First step towards the paradigm shift of writing Set Based code:
________Stop thinking about what you want to do to a ROW... think, instead, of what you want to do to a COLUMN.

Change is inevitable... Change for the better is not.

Helpful Links:
How to post code problems
How to Post Performance Problems
Create a Tally Function (fnTally)

Phil Parkin SSC Guru Points: 246991 More actions · Answer 3

If the answer to Jeff's question is that column 1 is unique and ascending (as it appears from your example), I still can't think of a quick way of doing this ... seems like you're heading towards the dreaded CURSOR to me.

The absence of evidence is not evidence of absence.
Martin Rees

You can lead a horse to water, but a pencil must be lead.
Stan Laurel

marcus SSC Enthusiast Points: 103 More actions · Answer 4

Yes Jeff is right, columns 1 is unique and ascending

Jeff Moden SSC Guru Points: 1004433 More actions · Answer 5

Ugh... No cursors... although it can certainly be done with one I don't have an answer right now (on the way to work) but, I've been challenged. I whack at this tonight...

--Jeff Moden

RBAR is pronounced "ree-bar" and is a "Modenism" for Row-By-Agonizing-Row.
First step towards the paradigm shift of writing Set Based code:
________Stop thinking about what you want to do to a ROW... think, instead, of what you want to do to a COLUMN.

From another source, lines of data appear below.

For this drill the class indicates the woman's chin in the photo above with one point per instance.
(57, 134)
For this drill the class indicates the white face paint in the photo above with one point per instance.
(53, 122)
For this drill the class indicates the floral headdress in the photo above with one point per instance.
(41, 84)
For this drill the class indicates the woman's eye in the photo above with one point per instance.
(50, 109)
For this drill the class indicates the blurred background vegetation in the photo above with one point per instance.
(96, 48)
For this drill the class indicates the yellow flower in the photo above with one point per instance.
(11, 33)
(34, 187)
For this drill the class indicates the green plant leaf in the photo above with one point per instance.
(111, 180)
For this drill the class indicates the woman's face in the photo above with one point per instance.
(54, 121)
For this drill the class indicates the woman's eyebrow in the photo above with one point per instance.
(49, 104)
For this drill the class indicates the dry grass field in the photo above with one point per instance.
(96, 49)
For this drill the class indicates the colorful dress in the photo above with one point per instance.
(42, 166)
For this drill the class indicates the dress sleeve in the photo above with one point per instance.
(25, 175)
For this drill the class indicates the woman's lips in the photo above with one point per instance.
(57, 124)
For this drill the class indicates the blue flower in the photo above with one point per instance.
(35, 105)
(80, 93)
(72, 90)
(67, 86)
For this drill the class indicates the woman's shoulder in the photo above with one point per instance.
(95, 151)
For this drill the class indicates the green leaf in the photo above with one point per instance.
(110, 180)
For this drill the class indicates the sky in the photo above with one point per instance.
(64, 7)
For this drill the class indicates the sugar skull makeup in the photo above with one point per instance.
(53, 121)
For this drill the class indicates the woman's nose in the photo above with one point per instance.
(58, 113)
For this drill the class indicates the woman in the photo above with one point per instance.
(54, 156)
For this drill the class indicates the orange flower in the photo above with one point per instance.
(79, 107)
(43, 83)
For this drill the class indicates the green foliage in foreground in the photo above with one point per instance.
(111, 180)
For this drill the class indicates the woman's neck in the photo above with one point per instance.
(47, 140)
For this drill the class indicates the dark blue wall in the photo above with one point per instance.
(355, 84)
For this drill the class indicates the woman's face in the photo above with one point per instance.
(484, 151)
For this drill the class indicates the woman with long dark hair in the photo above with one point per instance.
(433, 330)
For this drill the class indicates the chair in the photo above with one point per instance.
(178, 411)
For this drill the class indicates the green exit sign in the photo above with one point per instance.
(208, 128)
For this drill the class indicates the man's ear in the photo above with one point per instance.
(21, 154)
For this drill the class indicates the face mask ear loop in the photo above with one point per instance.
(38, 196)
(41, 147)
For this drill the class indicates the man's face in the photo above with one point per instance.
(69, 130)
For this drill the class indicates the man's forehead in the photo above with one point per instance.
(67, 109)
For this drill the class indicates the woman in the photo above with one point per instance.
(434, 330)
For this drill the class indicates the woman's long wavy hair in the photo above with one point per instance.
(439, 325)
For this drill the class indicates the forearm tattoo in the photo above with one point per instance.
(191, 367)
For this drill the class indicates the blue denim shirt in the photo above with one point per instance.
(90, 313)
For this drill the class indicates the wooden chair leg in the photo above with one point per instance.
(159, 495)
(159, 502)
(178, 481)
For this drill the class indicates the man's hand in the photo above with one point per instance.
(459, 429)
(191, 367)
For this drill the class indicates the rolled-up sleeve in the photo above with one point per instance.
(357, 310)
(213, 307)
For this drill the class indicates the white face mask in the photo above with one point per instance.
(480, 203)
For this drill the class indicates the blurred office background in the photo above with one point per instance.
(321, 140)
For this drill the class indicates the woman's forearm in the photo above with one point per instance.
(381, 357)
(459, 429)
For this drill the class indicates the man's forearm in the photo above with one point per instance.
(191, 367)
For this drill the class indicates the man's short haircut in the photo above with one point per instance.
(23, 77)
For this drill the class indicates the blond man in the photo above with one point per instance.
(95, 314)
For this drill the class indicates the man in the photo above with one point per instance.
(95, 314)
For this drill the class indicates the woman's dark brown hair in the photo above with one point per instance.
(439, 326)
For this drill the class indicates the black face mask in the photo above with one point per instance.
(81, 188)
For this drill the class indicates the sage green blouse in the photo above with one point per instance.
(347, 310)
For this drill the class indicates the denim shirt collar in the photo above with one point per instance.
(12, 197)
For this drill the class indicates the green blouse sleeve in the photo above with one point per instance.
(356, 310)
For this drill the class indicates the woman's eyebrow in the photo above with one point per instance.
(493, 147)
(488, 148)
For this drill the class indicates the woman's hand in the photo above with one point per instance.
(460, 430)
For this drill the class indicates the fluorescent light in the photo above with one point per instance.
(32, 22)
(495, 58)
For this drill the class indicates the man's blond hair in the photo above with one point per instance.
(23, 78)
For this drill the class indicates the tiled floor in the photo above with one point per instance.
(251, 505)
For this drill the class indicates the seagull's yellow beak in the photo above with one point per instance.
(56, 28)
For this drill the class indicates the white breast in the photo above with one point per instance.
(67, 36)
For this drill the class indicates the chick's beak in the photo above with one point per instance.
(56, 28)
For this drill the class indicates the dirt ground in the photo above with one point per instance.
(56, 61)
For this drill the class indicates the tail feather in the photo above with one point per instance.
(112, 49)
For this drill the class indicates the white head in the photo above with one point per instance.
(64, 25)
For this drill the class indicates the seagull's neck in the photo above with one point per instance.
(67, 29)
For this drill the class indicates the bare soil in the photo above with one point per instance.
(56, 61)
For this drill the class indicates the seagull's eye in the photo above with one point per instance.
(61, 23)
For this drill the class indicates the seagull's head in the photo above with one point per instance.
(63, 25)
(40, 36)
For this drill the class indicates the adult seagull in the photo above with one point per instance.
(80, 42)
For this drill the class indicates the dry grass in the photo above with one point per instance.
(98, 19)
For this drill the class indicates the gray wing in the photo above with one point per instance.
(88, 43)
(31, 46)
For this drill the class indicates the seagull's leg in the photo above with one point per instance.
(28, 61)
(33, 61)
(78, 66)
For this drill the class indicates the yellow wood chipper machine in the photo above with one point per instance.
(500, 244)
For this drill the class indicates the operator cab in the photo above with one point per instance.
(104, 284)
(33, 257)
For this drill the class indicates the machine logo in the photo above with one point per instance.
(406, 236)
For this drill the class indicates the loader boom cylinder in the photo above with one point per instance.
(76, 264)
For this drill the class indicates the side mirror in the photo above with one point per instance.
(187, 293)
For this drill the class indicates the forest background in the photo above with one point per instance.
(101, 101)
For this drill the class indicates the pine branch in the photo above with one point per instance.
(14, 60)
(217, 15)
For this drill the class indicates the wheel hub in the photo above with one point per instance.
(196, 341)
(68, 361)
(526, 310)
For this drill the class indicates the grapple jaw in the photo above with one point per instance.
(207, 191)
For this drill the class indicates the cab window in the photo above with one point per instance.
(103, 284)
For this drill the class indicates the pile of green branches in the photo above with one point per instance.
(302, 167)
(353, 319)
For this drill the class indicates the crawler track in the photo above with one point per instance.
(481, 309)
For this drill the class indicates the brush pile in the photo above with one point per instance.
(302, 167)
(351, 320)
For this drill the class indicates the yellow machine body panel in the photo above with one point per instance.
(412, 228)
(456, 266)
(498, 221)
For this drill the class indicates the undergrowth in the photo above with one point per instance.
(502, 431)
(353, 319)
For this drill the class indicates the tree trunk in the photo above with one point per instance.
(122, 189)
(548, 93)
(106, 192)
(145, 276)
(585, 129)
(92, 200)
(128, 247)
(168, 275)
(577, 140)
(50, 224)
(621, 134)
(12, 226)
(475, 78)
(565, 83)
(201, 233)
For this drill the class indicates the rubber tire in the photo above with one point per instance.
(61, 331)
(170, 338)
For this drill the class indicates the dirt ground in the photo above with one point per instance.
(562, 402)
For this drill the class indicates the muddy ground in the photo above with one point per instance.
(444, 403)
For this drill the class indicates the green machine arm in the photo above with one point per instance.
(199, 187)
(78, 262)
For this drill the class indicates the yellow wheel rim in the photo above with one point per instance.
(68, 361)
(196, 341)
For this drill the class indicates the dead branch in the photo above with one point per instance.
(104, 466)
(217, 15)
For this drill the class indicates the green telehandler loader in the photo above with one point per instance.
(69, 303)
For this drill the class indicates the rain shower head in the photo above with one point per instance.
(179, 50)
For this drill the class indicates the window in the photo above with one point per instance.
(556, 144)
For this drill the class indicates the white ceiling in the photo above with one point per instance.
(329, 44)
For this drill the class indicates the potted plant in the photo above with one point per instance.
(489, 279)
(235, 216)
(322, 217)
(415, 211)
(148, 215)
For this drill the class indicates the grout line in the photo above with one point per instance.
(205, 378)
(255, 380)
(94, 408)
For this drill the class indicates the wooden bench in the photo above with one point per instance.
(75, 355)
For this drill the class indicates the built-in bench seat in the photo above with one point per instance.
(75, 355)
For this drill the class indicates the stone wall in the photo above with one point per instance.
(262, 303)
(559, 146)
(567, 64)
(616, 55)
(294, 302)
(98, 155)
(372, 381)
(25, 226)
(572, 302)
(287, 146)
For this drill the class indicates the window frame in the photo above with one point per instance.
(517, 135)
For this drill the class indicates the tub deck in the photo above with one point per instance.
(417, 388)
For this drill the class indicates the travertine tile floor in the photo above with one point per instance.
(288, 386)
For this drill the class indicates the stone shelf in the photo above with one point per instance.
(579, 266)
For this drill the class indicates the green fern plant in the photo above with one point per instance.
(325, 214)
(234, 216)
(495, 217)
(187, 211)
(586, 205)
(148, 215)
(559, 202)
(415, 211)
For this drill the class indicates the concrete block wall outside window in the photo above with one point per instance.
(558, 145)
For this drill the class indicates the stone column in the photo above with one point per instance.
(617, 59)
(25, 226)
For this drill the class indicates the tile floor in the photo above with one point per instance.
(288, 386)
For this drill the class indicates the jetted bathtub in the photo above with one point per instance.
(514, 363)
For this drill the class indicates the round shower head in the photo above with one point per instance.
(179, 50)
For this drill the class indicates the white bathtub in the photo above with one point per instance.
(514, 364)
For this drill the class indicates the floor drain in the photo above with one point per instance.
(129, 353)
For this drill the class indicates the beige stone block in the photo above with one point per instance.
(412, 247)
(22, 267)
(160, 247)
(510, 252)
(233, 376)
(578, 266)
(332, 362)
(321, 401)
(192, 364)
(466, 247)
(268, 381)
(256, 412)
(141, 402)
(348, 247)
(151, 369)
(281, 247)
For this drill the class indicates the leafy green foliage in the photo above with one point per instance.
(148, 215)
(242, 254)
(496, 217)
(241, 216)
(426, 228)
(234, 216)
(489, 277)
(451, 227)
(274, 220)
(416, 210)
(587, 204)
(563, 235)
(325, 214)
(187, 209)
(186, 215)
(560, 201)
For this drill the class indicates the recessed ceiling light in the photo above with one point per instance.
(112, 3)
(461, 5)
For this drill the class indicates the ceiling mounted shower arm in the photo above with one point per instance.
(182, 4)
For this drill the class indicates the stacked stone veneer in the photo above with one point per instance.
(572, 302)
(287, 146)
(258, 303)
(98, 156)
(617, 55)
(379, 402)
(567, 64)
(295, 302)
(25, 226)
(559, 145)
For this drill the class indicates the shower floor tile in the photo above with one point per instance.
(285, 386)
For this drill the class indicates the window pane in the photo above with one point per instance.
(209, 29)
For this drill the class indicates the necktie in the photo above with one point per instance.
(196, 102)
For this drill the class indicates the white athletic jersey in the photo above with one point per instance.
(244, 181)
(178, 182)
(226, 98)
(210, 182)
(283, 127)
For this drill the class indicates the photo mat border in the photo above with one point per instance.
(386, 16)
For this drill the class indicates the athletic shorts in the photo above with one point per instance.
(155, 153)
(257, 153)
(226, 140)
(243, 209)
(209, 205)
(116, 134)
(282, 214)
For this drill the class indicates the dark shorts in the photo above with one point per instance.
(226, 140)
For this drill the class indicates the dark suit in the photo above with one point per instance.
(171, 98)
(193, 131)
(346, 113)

Change is inevitable... Change for the better is not.

Helpful Links:
How to post code problems
How to Post Performance Problems
Create a Tally Function (fnTally)

PaulR-122207 Ten Centuries Points: 1003 More actions · Answer 6

This may not be the most elegant, but how about:

-----------------------

set nocount on
drop table #tmp
select 1920 as AutoID, 'ID16' as ID, 'Value1' as Value
into #tmp
insert into #tmp values (1922, 'ID16', 'Value1')
insert into #tmp values (1923, 'ID19', 'Value1')
insert into #tmp values (1925, 'ID10', 'Value2')
insert into #tmp values (1926, 'ID16', 'Value2')
insert into #tmp values (1929, 'ID20', 'Value3')
insert into #tmp values (1930, 'ID16', 'Value3')
insert into #tmp values (1933, 'ID16', 'Value1')
insert into #tmp values (1934, 'ID30', 'Value1')
print 'Here is our original data:'
select * from #tmp
print 'Here are the results we get of changed items for col 3'
print '(This assumes that col1 is an autoid)'
print '(Remember, tho, that natural order of a relation should, in theory, be irrelevant...hence, why do this?)'
select *
from #tmp
where AutoID = (select min(AutoID) from #tmp)
UNION
select t1.*
from #tmp t1
where value <> (select value
  from #tmp t2
  where t2.autoid = (select max(autoid)
     from #tmp t3
     where t3.autoid < t1.autoid))
print 'We want to see:'
print '1920 | ID16 | Value1'
print '1925 | ID10 | Value2'
print '1929 | ID20 | Value3'
print '1933 | ID16 | Value1'
set nocount off

-----------------------

It returns:

-----------------------

Here is our original data:
AutoID      ID   Value
----------- ---- ------
1922        ID16 Value1
1923        ID19 Value1
1925        ID10 Value2
1926        ID16 Value2
1929        ID20 Value3
1930        ID16 Value3
1933        ID16 Value1
1934        ID30 Value1
1920        ID16 Value1
Here are the results we get of changed items for col 3
(This assumes that col1 is an autoid)
(Remember, tho, that natural order of a relation should, in theory, be irrelevant...hence, why do this?)
AutoID      ID   Value
----------- ---- ------
1920        ID16 Value1
1925        ID10 Value2
1929        ID20 Value3
1933        ID16 Value1
We want to see:
1920 | ID16 | Value1
1925 | ID10 | Value2
1929 | ID20 | Value3
1933 | ID16 | Value1

-----------------------

Is this what you're looking for?

Paul

David Burrows SSC Guru Points: 65144 More actions · Answer 7

This should work, but may be bad performance (depending on indexing) for a lot of rows

select a.*

from

a

left outer join

b

on b.col1 = (select max(col1) as col1 from

where col1 < a.col1)

where isnull(b.col3,'') <> a.col3

order by a.col1

Far away is close at hand in the images of elsewhere.
Anon.

marcus SSC Enthusiast Points: 103 More actions · Answer 8

Okay, you guys are great.

Thanks a lot for all the effort you put in. It seems that this is exactly what I was looking for.

thanks again, marcus

David Burrows SSC Guru Points: 65144 More actions · Answer 9

Jeff,

Well done, I do not want to steal your thunder but I must take issue with your post.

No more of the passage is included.